In USA, Experian, Equifax, Transunion are the major credit reporting agencies for individuals, which maintain a record of all credit related transaction. Fair Isaac Corporation has created the FICO score, which is the most widely used credit score model in the USA.
The FICO score for an individual is calculated statistically based on the records with the credit reporting agencies. The score is intended to indicate the probability that an individual will default on a particular type of loan. Since default rates are different for mortgages, car loans and unsecured credit on credit cards, the FICO scores may also differ by as much as 50 points.
While an individual can get 3 copies of the credit report for free in a year for checking accuracy, he or she will have to be pay to find out the FICO score. The FICO score is used by banks in making credit related decisions. The credit rating agencies also have their different formulae for calculating the credit scores of an individual.
A FICO score is between 300 and 850, and most of the population has a credit score between 650 and 799. The average credit score is 678 and the median score is 723.
The credit rating or score of an individual is an indication of the credit worthiness of an individual. The credit rating is used by the lender to assess the risk of lending money to the individual or the business, in case of a small proprietorship firm. Though the credit score may be adversely affected by factors which are not in an individual’s control, they often provide an accurate indication of the financial health of an individual.

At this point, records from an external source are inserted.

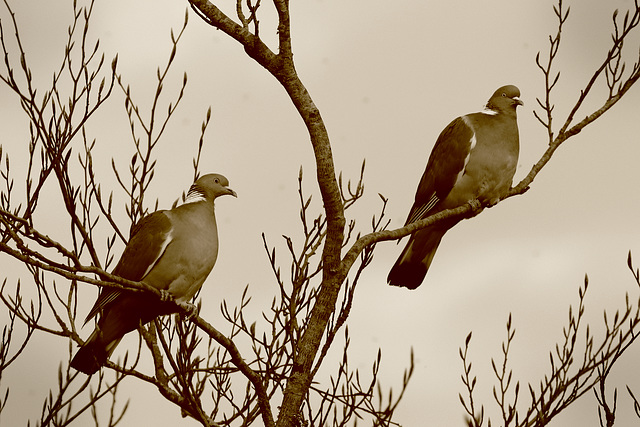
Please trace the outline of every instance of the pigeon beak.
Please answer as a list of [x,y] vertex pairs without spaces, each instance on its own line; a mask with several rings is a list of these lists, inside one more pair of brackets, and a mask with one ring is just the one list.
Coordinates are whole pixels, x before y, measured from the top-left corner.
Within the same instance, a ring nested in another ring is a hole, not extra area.
[[524,105],[524,102],[522,102],[522,100],[517,96],[514,96],[513,100],[516,101],[516,105]]
[[225,187],[225,190],[227,190],[226,194],[230,194],[233,197],[238,197],[238,194],[229,187]]

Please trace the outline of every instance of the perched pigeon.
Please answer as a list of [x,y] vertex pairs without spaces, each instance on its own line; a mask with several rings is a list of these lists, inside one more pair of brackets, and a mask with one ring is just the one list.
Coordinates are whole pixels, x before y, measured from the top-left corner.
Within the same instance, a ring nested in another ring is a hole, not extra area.
[[[236,197],[228,185],[222,175],[204,175],[191,186],[184,204],[142,218],[113,274],[167,291],[179,302],[193,298],[218,256],[213,201],[225,194]],[[148,293],[103,288],[85,320],[100,313],[98,326],[71,366],[93,374],[127,332],[174,310],[174,304]]]
[[[516,108],[520,90],[495,91],[485,109],[458,117],[436,141],[406,224],[479,199],[497,203],[510,187],[518,161]],[[393,286],[415,289],[424,280],[442,236],[460,218],[416,231],[389,272]]]

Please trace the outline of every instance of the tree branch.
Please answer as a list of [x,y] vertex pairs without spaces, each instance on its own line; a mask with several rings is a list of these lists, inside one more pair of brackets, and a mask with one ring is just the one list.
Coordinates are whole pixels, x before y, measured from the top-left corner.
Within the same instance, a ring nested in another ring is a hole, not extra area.
[[[184,313],[190,312],[190,308],[188,305],[180,304],[180,303],[178,303],[177,305],[182,308]],[[260,405],[260,413],[262,415],[262,421],[264,422],[264,425],[266,427],[274,427],[276,424],[273,420],[273,415],[271,413],[271,404],[270,404],[265,386],[262,382],[262,377],[256,371],[251,369],[249,365],[245,363],[242,355],[240,354],[240,351],[238,350],[236,345],[233,343],[233,341],[228,339],[216,328],[214,328],[210,323],[208,323],[206,320],[204,320],[198,315],[193,316],[191,318],[191,321],[198,328],[204,331],[207,335],[209,335],[211,338],[216,340],[220,345],[222,345],[229,352],[229,355],[231,356],[231,360],[233,361],[233,364],[238,369],[240,369],[240,372],[242,372],[244,376],[247,377],[247,379],[249,379],[249,381],[251,381],[251,384],[253,385],[253,387],[256,390],[256,393],[258,394],[258,404]]]

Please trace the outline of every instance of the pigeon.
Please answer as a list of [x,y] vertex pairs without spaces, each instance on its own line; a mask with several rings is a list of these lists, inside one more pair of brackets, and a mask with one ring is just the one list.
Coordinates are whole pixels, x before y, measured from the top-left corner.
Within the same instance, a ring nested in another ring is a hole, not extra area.
[[[132,227],[129,243],[113,274],[153,286],[176,302],[190,301],[216,262],[214,200],[227,194],[237,197],[224,176],[200,177],[183,204],[153,212]],[[87,375],[97,372],[126,333],[174,312],[172,301],[156,295],[103,288],[85,324],[98,314],[100,320],[72,359],[71,367]]]
[[[519,151],[516,108],[524,105],[513,85],[496,90],[485,109],[453,120],[438,137],[405,225],[478,199],[489,206],[510,188]],[[413,233],[391,268],[387,283],[422,284],[444,234],[461,218]]]

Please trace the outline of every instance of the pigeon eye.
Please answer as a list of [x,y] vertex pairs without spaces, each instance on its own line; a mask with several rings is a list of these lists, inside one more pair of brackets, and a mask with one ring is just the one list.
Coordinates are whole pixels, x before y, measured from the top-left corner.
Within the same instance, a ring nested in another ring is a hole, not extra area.
[[220,180],[219,180],[218,178],[216,178],[216,179],[214,180],[214,182],[215,182],[216,184],[220,184]]
[[503,92],[503,93],[502,93],[502,96],[506,98],[507,94]]

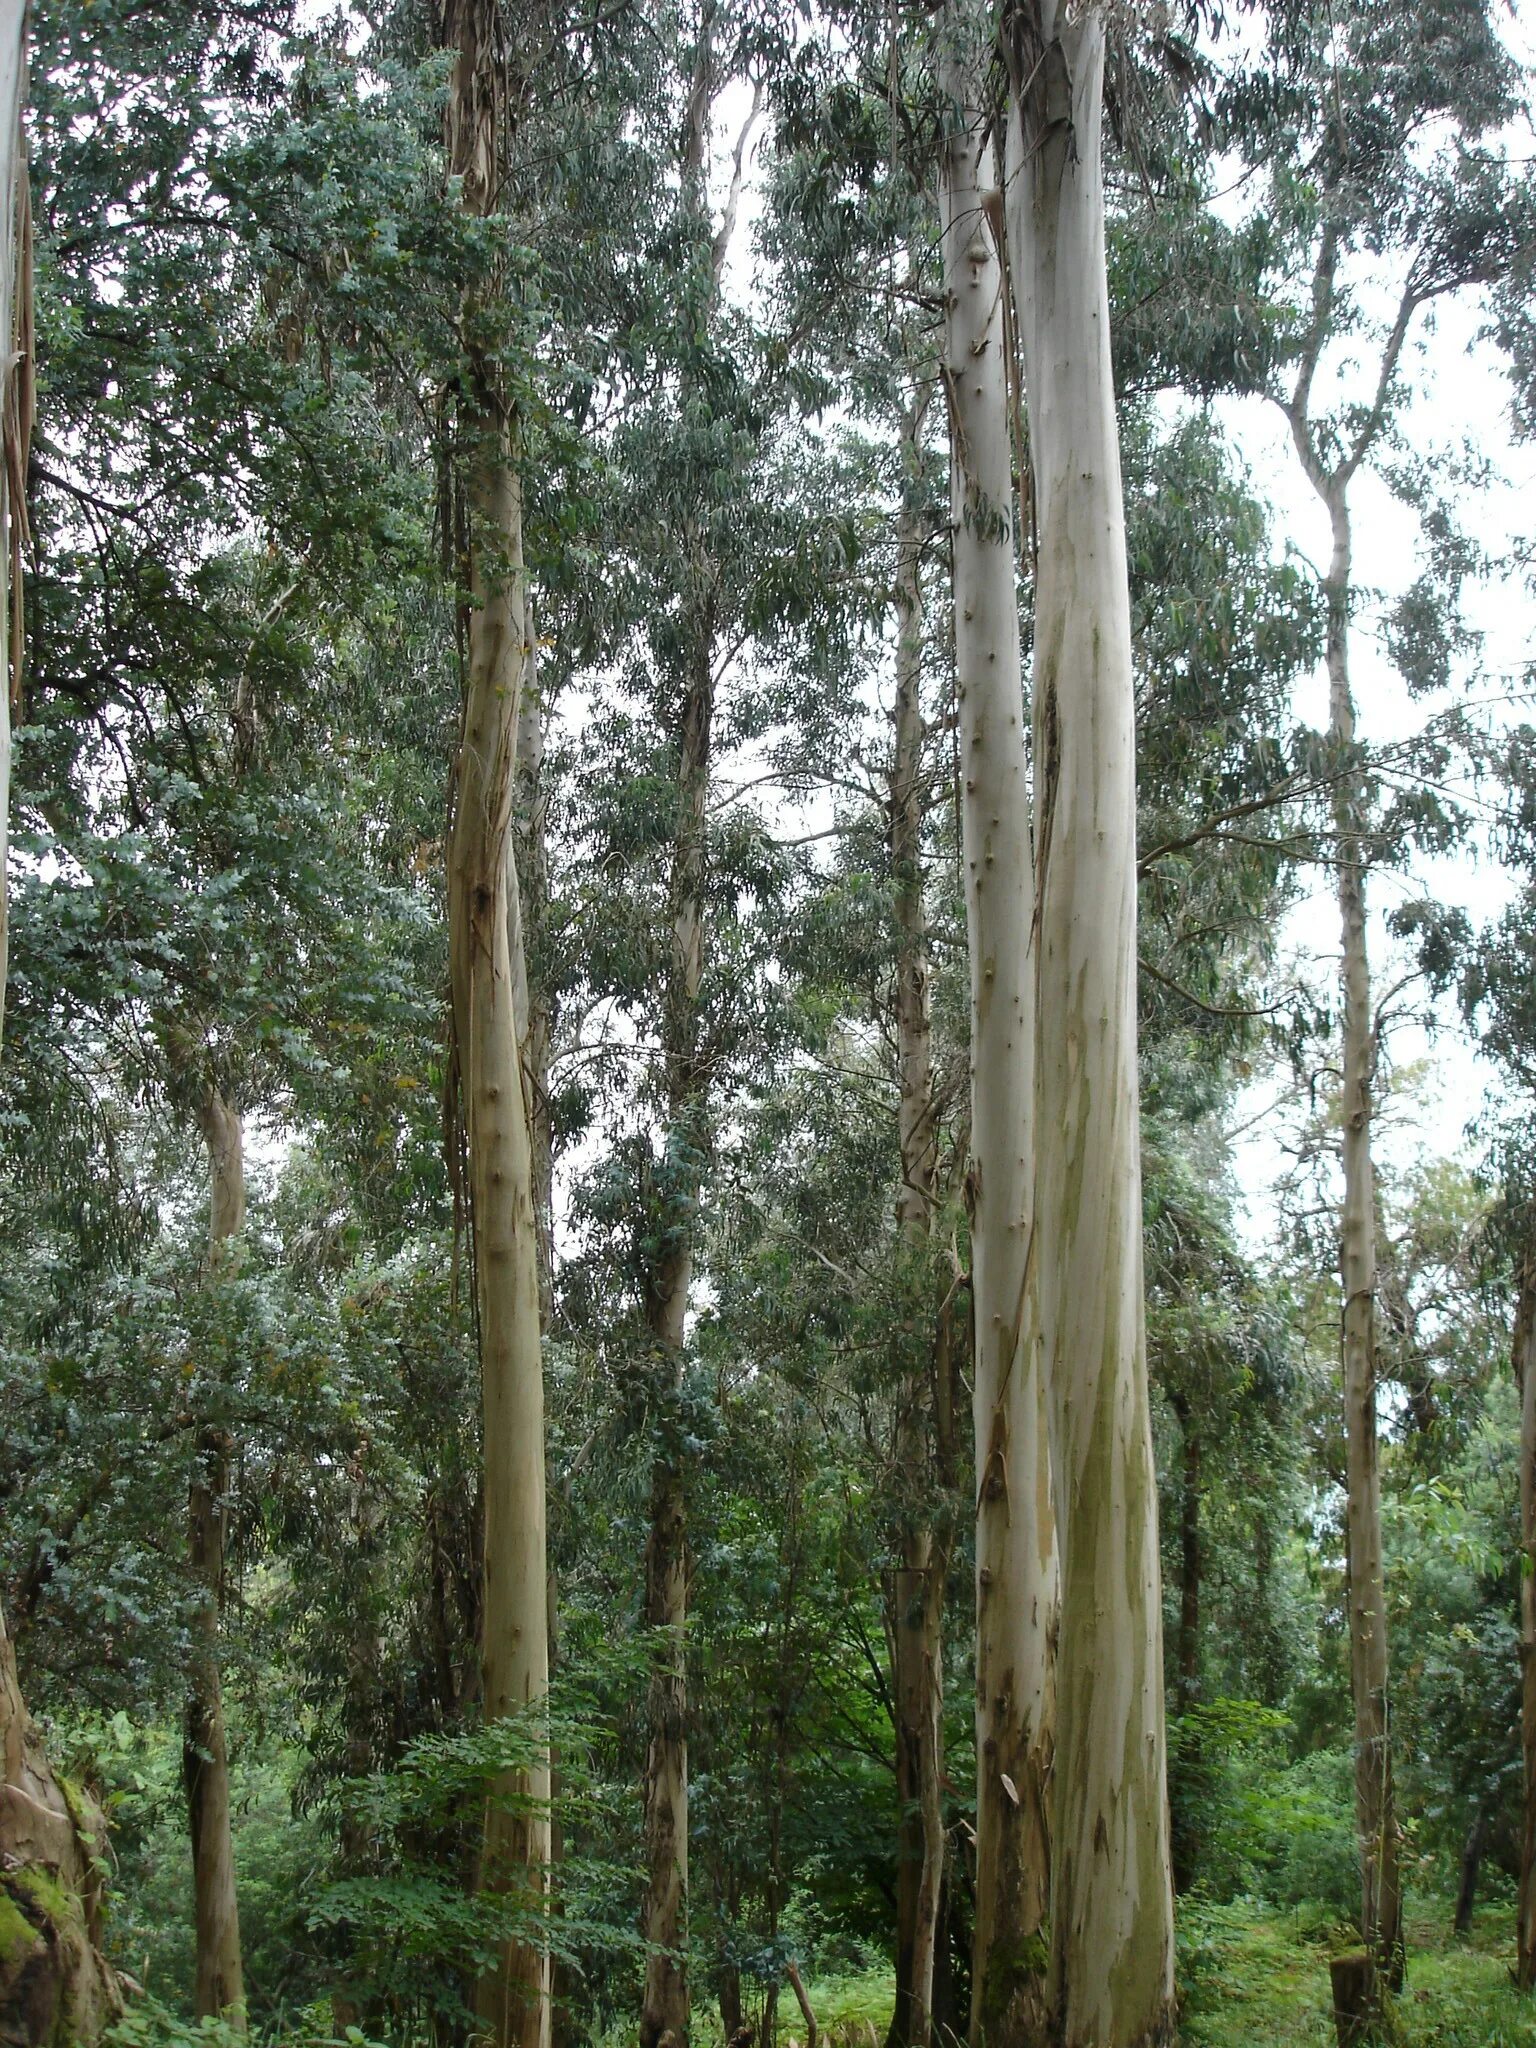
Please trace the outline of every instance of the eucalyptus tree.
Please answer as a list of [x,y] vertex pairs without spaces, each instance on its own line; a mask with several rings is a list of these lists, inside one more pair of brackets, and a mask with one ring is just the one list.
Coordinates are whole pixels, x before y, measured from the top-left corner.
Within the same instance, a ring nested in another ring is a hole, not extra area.
[[1106,10],[1010,11],[1008,235],[1037,533],[1034,1227],[1061,1635],[1049,1998],[1171,2036],[1173,1895],[1136,1065],[1135,735],[1102,170]]
[[[1493,11],[1482,6],[1434,6],[1411,20],[1374,0],[1342,12],[1301,7],[1278,11],[1269,35],[1267,56],[1287,90],[1257,95],[1259,111],[1246,125],[1240,112],[1237,132],[1261,168],[1272,275],[1292,305],[1270,393],[1330,534],[1321,594],[1342,945],[1339,1270],[1361,1931],[1376,1969],[1395,1984],[1403,1934],[1377,1470],[1371,1118],[1379,1046],[1366,910],[1369,870],[1393,832],[1373,805],[1350,675],[1358,603],[1351,491],[1363,469],[1391,459],[1406,352],[1425,310],[1495,281],[1511,261],[1518,191],[1498,131],[1518,99]],[[1234,105],[1241,109],[1240,91]],[[1378,313],[1384,271],[1391,283]],[[1353,395],[1337,366],[1362,358],[1365,388]]]
[[1031,1271],[1035,877],[1016,586],[1002,194],[974,30],[941,34],[955,693],[971,979],[976,1444],[973,2042],[1049,2032],[1056,1517]]
[[[449,175],[466,213],[493,217],[506,178],[514,95],[505,25],[495,0],[449,0],[438,24],[453,55],[446,110]],[[511,300],[472,291],[459,430],[466,444],[464,721],[448,846],[448,957],[454,1053],[469,1156],[475,1299],[484,1408],[485,1583],[482,1643],[487,1719],[537,1706],[549,1688],[544,1507],[544,1366],[538,1218],[514,963],[517,875],[512,861],[518,717],[529,672],[519,420],[509,388]],[[546,1883],[547,1764],[487,1804],[480,1881],[490,1891]],[[550,2029],[547,1951],[508,1941],[480,1985],[492,2040],[539,2048]]]
[[[1455,978],[1463,1009],[1475,1021],[1509,1095],[1490,1133],[1492,1179],[1499,1191],[1493,1234],[1513,1282],[1510,1362],[1520,1399],[1519,1590],[1520,1737],[1523,1765],[1516,1908],[1515,1980],[1536,1989],[1536,1158],[1529,1103],[1536,1089],[1536,733],[1521,725],[1499,763],[1503,784],[1499,851],[1515,879],[1508,908],[1475,936],[1459,912],[1436,921],[1426,937],[1442,979]],[[1469,943],[1470,942],[1470,943]],[[1459,971],[1458,971],[1459,970]]]
[[[21,551],[26,448],[31,429],[31,228],[21,123],[26,10],[0,15],[0,1022],[5,1011],[11,717],[21,681]],[[21,486],[18,494],[17,486]],[[19,2041],[67,2028],[92,2042],[114,2016],[116,1980],[102,1961],[98,1858],[105,1822],[95,1802],[73,1800],[49,1765],[22,1699],[16,1653],[0,1608],[0,2025]],[[50,1912],[50,1901],[54,1902]]]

A poor credit rating /score indicates that the borrower is more likely to default on loan payments, and interest rates are usually higher for individuals with a low credit score. Often, a person with a low credit score may find it difficult to get a credit card or a loan. In such cases, the person has to request a friend or relative with a better credit score to co-sign for the loan.
Credit ratings/ scores are usually calculated considering the financial history, whether payments have been made on time and also current assets and liabilities. For different types of credit like home loans, car loans, personal loans, credit cards, the credit scores calculated may be different.